Lethbridge Herald
- Type: Daily newspaper
- Owner(s): Alta Newspaper Group
- General manager: Ryan Turner
- News editor: Al Beeber
- Founded: 1905, as Lethbridge Weekly Herald
- Headquarters: 504 7th Street South Lethbridge, Alberta T1J 3Z7
- Circulation: 15,742 weekdays 15,444 Saturdays 13,794 Sundays (as of 2011)
- Sister newspapers: Medicine Hat News
- ISSN: 0839-4938
- Website: lethbridgeherald.com

= Lethbridge Herald =

Daily newspaper in Canada

The Lethbridge Herald is the leading daily newspaper in greater Lethbridge, Alberta, Canada. It is owned by Alta Newspaper Group and also publishes and distributes a weekly newspaper, the Lethbridge Sun Times.

==Early history==

On November 8, 1905, Fred E. Simpson and A.S. Bennett, both from Cranbrook, British Columbia, published the first issue of the Lethbridge Weekly Herald. The paper started in a building on what is now Fifth Street South.

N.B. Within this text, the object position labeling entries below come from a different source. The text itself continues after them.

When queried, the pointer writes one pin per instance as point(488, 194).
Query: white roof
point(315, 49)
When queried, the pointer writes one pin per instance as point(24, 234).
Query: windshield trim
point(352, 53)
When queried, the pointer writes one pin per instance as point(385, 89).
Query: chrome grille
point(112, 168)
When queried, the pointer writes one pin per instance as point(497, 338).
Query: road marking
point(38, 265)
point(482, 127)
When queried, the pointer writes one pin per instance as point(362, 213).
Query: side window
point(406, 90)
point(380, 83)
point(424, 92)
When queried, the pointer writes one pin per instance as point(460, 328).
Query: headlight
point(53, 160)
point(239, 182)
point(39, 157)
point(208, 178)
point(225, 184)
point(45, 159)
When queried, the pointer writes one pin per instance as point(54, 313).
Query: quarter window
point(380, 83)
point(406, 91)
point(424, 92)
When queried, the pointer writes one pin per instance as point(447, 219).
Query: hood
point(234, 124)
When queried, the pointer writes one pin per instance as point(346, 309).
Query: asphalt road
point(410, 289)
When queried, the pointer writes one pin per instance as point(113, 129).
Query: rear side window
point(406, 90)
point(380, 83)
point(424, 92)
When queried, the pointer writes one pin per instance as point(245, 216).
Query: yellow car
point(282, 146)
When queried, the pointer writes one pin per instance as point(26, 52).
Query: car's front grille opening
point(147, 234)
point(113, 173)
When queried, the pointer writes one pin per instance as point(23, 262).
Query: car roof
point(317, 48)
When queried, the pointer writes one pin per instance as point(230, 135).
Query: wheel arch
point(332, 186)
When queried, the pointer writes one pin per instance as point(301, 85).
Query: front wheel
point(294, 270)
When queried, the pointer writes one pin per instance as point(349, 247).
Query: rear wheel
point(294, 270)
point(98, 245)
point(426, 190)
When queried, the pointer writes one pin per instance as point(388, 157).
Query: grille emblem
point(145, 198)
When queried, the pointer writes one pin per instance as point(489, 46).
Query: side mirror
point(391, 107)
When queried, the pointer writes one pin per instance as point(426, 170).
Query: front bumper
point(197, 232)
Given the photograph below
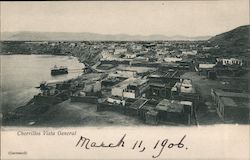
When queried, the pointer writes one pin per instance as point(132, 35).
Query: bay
point(21, 74)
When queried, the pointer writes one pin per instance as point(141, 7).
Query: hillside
point(235, 41)
point(85, 36)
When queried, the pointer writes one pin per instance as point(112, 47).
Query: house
point(130, 88)
point(191, 53)
point(160, 84)
point(231, 106)
point(230, 61)
point(184, 90)
point(120, 50)
point(205, 69)
point(175, 111)
point(172, 59)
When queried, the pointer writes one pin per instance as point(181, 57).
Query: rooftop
point(172, 105)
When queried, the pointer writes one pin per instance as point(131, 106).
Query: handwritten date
point(137, 145)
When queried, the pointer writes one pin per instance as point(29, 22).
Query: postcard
point(125, 80)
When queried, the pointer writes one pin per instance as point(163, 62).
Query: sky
point(187, 18)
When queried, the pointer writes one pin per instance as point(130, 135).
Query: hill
point(234, 42)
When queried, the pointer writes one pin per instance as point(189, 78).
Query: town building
point(173, 111)
point(231, 106)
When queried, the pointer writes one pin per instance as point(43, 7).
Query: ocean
point(21, 74)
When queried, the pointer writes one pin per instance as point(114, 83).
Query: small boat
point(59, 70)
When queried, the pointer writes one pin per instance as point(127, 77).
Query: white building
point(120, 50)
point(230, 61)
point(130, 88)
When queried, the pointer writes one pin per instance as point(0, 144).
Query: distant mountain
point(67, 36)
point(236, 41)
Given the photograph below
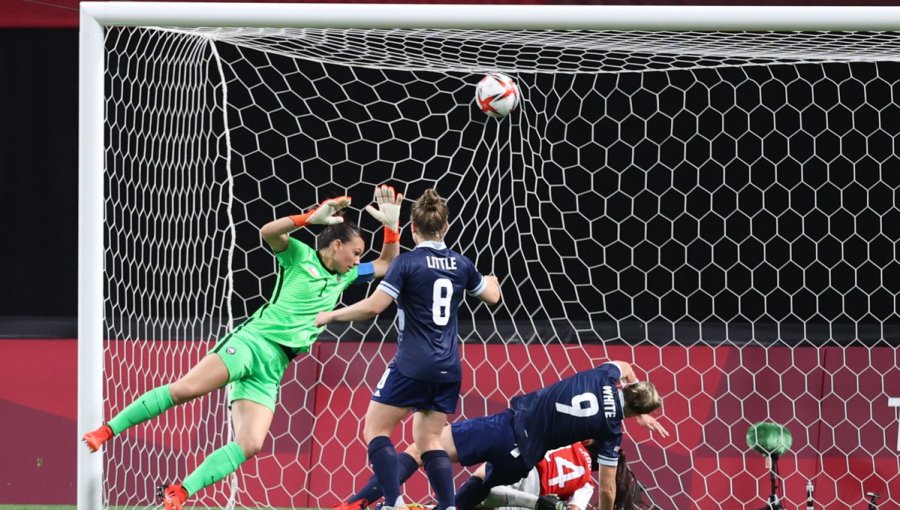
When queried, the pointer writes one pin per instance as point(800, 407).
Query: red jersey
point(565, 470)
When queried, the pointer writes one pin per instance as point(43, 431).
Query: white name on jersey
point(441, 263)
point(609, 402)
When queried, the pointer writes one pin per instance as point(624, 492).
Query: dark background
point(647, 261)
point(38, 177)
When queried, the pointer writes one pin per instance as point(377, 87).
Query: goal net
point(722, 209)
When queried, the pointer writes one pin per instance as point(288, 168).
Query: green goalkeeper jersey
point(304, 288)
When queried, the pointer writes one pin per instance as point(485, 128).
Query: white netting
point(721, 209)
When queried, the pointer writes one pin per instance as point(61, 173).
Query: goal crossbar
point(97, 15)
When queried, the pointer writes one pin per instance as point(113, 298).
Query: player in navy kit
point(588, 405)
point(425, 375)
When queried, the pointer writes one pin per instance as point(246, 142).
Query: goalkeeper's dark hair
point(343, 232)
point(641, 397)
point(430, 213)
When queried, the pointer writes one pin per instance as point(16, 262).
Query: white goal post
point(96, 17)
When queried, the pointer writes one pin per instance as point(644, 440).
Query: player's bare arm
point(491, 293)
point(387, 211)
point(359, 311)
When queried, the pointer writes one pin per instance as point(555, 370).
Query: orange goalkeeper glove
point(324, 214)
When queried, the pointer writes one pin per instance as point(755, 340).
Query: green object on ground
point(767, 438)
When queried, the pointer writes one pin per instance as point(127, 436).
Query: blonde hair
point(641, 397)
point(429, 214)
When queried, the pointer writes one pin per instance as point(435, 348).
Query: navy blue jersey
point(428, 284)
point(586, 405)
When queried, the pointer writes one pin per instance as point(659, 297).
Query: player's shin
point(383, 458)
point(506, 496)
point(147, 406)
point(440, 475)
point(217, 466)
point(471, 494)
point(371, 491)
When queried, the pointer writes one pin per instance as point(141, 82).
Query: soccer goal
point(710, 193)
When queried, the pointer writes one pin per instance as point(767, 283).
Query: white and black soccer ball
point(497, 95)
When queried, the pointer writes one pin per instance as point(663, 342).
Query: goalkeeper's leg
point(251, 424)
point(205, 377)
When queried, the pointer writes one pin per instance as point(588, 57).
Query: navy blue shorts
point(490, 439)
point(395, 389)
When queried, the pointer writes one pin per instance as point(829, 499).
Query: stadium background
point(38, 305)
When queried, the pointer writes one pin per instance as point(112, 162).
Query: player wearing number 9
point(252, 357)
point(588, 405)
point(428, 284)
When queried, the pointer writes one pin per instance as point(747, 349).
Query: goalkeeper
point(252, 358)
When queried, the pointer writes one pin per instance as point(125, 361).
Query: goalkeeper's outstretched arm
point(276, 233)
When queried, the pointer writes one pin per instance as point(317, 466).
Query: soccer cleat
point(359, 504)
point(95, 439)
point(550, 502)
point(173, 496)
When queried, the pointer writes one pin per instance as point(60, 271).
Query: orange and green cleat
point(359, 504)
point(173, 496)
point(95, 439)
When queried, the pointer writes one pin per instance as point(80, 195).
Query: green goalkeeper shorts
point(255, 367)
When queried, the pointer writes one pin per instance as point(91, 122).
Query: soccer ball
point(497, 95)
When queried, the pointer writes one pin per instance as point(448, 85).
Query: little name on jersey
point(441, 263)
point(609, 402)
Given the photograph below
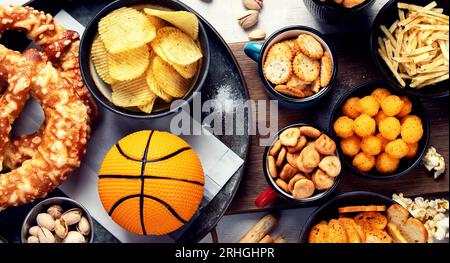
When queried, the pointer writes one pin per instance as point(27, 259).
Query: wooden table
point(355, 67)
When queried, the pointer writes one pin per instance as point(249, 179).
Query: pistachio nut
point(248, 19)
point(72, 216)
point(46, 221)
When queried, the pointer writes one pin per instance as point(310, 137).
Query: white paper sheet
point(218, 161)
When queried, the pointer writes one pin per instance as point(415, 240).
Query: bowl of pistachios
point(58, 220)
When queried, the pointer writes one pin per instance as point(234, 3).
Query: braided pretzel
point(61, 48)
point(65, 133)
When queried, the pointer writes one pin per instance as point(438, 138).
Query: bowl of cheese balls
point(301, 164)
point(382, 134)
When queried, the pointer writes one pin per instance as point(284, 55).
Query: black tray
point(224, 77)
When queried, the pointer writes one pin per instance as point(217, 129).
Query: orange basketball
point(151, 182)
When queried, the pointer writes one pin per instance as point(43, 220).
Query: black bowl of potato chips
point(144, 59)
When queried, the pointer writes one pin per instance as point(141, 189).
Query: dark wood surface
point(355, 67)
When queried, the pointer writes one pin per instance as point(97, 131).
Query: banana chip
point(168, 78)
point(100, 60)
point(125, 29)
point(129, 64)
point(185, 21)
point(178, 47)
point(131, 93)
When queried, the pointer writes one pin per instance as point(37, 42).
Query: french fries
point(416, 46)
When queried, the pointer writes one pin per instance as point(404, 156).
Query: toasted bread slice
point(320, 233)
point(338, 233)
point(350, 225)
point(395, 233)
point(378, 236)
point(371, 220)
point(397, 214)
point(365, 208)
point(414, 231)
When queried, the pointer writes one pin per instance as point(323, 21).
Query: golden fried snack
point(343, 127)
point(364, 125)
point(406, 109)
point(397, 149)
point(386, 164)
point(368, 105)
point(412, 129)
point(380, 94)
point(390, 128)
point(363, 162)
point(325, 145)
point(391, 105)
point(350, 108)
point(63, 143)
point(371, 145)
point(350, 146)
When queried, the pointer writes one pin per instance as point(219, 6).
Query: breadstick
point(259, 230)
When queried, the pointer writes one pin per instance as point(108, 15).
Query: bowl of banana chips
point(144, 59)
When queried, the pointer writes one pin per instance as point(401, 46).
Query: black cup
point(101, 91)
point(406, 165)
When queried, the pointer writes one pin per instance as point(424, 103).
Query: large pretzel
point(61, 48)
point(65, 133)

Shortly after the launch of the Weekly Herald, William Ashbury Buchanan bought a half interest in the paper, and by the end of 1906 was its sole owner. Buchanan came from a newspaper career in Ontario and managed a staff of six and circulation of 300 within the first year. On 11 December 1907, he had introduced a daily paper titled the Lethbridge Daily Herald. The weekly continued as a separate paper until 1950.

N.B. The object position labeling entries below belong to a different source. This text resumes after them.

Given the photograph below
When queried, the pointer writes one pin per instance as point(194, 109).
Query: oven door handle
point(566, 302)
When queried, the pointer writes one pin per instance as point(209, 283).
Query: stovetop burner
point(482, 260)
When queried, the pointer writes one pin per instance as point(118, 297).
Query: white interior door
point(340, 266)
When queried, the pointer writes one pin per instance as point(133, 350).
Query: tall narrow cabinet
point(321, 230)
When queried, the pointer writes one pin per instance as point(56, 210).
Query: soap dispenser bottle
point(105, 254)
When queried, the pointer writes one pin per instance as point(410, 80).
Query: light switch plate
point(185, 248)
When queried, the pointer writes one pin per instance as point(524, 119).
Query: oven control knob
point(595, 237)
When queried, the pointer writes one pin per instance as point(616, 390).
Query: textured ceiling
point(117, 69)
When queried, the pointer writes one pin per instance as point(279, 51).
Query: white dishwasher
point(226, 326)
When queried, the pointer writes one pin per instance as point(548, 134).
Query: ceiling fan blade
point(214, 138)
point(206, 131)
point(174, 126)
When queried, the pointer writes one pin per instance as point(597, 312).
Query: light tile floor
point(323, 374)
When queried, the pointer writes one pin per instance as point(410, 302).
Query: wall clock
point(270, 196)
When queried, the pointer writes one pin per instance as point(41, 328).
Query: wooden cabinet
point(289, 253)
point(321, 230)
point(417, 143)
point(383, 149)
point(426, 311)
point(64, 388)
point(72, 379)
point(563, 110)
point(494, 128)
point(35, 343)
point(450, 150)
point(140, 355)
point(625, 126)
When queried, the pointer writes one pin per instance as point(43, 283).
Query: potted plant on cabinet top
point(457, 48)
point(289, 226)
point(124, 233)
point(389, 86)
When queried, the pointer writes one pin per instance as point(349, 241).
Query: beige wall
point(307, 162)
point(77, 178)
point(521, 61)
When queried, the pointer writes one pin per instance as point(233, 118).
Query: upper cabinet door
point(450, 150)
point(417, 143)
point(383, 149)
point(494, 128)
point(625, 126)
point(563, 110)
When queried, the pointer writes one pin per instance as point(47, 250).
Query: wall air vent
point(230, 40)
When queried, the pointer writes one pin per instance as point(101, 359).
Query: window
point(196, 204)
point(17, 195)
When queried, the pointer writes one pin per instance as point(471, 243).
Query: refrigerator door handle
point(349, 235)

Buchanan, like Bennett and Simpson before him, used the Herald to trumpet his belief in Lethbridge's potential as a commercial centre. In 1925, at the age of 49, he was named to the Senate of Canada, and remained both senator and publisher for the next 29 years, dividing his time between Ottawa and Lethbridge.

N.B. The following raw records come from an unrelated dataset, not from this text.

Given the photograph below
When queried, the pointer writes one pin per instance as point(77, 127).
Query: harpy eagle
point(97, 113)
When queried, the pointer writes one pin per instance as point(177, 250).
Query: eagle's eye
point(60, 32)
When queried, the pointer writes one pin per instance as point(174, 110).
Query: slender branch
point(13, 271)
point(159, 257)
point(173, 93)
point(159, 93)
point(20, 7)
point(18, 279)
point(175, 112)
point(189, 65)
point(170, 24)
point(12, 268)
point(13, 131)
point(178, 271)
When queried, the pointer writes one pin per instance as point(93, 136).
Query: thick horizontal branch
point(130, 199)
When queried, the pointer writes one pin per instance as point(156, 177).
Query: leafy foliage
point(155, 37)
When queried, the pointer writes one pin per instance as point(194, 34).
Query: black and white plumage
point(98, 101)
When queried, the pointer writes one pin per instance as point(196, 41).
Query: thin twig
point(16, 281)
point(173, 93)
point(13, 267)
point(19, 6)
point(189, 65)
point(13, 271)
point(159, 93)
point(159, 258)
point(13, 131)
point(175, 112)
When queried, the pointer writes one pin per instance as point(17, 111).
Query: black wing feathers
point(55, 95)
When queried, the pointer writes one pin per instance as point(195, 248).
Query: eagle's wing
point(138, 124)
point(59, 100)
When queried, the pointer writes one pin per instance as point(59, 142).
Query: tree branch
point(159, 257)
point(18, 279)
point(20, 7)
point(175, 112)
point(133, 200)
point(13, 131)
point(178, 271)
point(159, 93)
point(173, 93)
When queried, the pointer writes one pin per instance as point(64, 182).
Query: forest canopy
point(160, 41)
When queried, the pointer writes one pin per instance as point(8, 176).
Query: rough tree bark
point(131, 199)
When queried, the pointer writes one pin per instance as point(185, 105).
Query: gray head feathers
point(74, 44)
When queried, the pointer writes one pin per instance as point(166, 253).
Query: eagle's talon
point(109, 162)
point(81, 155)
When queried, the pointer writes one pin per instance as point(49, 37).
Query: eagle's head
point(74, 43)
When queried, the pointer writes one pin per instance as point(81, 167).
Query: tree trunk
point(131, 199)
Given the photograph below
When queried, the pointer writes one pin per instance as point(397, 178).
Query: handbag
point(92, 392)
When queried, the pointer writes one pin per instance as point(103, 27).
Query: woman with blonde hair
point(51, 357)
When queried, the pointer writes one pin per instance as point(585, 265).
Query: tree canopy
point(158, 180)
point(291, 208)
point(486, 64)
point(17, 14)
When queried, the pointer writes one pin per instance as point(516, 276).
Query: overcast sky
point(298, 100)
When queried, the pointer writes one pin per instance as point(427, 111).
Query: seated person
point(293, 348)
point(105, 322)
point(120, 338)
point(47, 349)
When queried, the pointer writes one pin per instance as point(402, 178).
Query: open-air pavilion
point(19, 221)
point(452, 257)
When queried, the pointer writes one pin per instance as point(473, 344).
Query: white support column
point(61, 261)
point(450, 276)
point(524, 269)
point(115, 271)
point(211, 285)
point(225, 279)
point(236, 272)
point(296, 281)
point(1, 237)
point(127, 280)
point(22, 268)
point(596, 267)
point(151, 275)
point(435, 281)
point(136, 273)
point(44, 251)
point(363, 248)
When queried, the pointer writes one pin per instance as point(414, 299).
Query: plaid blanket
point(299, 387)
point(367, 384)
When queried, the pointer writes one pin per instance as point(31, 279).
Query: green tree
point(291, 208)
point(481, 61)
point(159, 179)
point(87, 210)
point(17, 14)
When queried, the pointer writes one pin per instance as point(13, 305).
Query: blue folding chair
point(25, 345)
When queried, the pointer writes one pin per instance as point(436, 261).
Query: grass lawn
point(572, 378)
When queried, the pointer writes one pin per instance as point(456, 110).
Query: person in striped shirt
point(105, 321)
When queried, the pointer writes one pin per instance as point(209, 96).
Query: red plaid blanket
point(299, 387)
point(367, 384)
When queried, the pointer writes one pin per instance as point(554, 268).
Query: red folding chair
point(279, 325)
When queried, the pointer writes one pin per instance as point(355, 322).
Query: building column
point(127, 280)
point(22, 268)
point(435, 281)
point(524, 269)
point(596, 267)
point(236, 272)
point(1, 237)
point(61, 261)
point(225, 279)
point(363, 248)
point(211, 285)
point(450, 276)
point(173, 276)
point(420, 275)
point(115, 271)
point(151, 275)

Through the 1930s, all employees at the Lethbridge Herald took a pay cut of equal percentage. One year, the profits of the Herald amounted to only $138. During the Second World War, 15 of the Herald employees left for military service.

In 1909, Buchanan had moved the paper to a location near Sixth Street and Third Avenue South. On 23 May 1952, Buchanan moved the Lethbridge Daily Herald to its current location on Seventh Street South, a location that had double the amount of floor space as the previous building.

Buchanan died in 1954, and his son, Hugh Buchanan, took over as owner of the paper.

==Modern history==
Hugh Buchanan remained owner until he sold the paper in 1959 to F.P. Publications. In 1980, Thomson Newspapers bought F.P. Publications, and in September 2000, sold the Herald to Horizon Publications Inc.

Logo until 2008

During Thomson's ownership, the Herald was paired with the Medicine Hat News, the Taber Times chain of weeklies in nearby suburban and rural communities, and the Lethbridge Sun Times. When Horizon purchased these titles in 2000, they were called the Southern Alberta Newspapers; Horizon owner David Radler reorganized them as Alta Newspaper Group Limited Partnership in 2006, when Glacier Media took an ownership stake (now 59%) in them.

The Herald debuted its Sunday edition on 12 April 1992. In 1995, The Lethbridge Herald was the first Alberta newspaper to introduce an Internet edition. On 6 September 1996, it switched to full morning delivery.

In 2011, Alta Newspaper Group published the biweekly Lethbridge Journal.

As of 2015, the Lethbridge Herald prints 6 newspapers (Including its own daily newspaper), 5 of these are weekly papers including Prairie Post, the Sun Times and the Taber Times.